We were brought in to audit an internal logistics platform that had been under development for five years. The budget? Roughly €15,000 per month — totaling just under €900,000.


At first glance, everything seemed functional. But once we started digging into the code and infrastructure, we found a system on the edge of collapse. Not because of bad intentions — but because of years of well-meaning decisions made under pressure.

What Went Wrong

  • The backend was a PHP monolith on a single server — no scalability, no failover.
  • The frontend was built on Next.js, but with no structure, routing logic, or user flow. Users couldn’t find anything.
  • The mobile app? Built by someone without mobile experience. No search, no filters, no UX — just chaos.
  • The data sync relied on CSV files exported from Oracle 9, transferred via FTP, and re-imported daily.
  • All logs were dumped into unpartitioned Oracle tables. Eventually, they grew too large to query — and rebuilding indexes meant shutting down the database. In production.

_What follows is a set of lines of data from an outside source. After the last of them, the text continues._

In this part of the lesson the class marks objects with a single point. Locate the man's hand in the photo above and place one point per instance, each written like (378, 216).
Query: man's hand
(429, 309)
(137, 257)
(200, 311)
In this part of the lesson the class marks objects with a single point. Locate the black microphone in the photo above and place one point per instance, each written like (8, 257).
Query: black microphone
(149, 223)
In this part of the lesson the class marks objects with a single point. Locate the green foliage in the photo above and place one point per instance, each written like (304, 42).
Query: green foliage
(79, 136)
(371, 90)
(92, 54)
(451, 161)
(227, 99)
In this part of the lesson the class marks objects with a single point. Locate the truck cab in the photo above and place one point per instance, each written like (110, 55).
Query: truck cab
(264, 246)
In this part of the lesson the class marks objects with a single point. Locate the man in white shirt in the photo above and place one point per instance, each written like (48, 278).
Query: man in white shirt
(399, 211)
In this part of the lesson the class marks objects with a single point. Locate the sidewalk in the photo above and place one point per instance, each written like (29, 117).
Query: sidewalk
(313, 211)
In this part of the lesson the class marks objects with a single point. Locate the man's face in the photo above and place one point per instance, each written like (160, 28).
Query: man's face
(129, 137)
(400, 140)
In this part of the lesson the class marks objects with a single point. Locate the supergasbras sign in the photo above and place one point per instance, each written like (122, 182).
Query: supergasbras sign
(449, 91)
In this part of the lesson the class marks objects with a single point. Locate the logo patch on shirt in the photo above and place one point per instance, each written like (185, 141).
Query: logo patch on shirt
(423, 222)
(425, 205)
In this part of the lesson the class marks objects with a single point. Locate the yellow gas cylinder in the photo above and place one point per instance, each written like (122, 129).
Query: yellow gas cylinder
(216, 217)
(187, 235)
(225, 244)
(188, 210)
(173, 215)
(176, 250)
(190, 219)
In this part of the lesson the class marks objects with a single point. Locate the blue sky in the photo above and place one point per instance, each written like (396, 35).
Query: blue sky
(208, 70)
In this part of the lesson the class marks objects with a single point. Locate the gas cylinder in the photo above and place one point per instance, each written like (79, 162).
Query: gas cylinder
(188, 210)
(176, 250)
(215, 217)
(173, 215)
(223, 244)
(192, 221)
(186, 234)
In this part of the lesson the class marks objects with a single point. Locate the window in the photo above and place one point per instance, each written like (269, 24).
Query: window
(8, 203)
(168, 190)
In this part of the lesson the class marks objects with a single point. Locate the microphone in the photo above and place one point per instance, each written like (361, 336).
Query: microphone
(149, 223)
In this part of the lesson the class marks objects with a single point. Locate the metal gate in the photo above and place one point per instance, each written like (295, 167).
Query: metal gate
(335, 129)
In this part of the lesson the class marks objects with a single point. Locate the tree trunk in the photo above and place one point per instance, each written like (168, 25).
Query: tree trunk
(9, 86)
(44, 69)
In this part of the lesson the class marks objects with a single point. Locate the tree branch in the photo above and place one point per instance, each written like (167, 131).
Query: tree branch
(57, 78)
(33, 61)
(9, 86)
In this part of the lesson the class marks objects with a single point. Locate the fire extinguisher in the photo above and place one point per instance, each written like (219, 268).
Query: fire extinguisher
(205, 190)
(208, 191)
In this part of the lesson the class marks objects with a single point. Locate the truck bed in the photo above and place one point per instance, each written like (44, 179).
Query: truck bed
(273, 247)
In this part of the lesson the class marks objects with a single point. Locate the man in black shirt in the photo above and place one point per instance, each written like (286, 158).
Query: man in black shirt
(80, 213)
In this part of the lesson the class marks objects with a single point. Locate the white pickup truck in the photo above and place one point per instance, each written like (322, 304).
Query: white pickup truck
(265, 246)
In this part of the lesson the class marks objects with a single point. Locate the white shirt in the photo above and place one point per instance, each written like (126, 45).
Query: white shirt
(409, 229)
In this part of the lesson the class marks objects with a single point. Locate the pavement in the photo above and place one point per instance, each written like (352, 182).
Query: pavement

This wasn’t just technical debt. It was digital quicksand.

Why This Happens

We see this pattern often:

  • MVPs that were never upgraded
  • Legacy systems duct-taped together
  • Internal tools that cost hundreds of thousands, but don’t actually solve problems



And always the same request:


“Can you build us an MVP in 3 months?”


Yes — but only if we agree what minimum and viable really mean.

What It Took to Fix It


Here’s what we proposed after the audit:

  • Upgrade to Oracle 11 and partition the bloated tables
  • Offload logs to an external system (ELK or ClickHouse)
  • Rebuild the backend as a microservice architecture (Spring Boot, Docker, K8s)
  • Implement real CI/CD pipelines
  • Design a service API layer for all interactions
  • Map out user journeys and business processes from scratch
  • Secure the infra with encrypted VPNs, IAM, and zero-trust access


Not a quick fix. Not a cheap one. But a path forward that could actually scale.


We’re still working with this client today — not just rebuilding software, but helping them rethink how they operate digitally.

The Takeaway

Tech debt isn’t always the result of bad developers. It’s often the outcome of survival mode — building just enough to stay afloat.


But eventually, systems that were never designed to scale… don’t.


You don’t always have to rebuild. But if you do — do it right.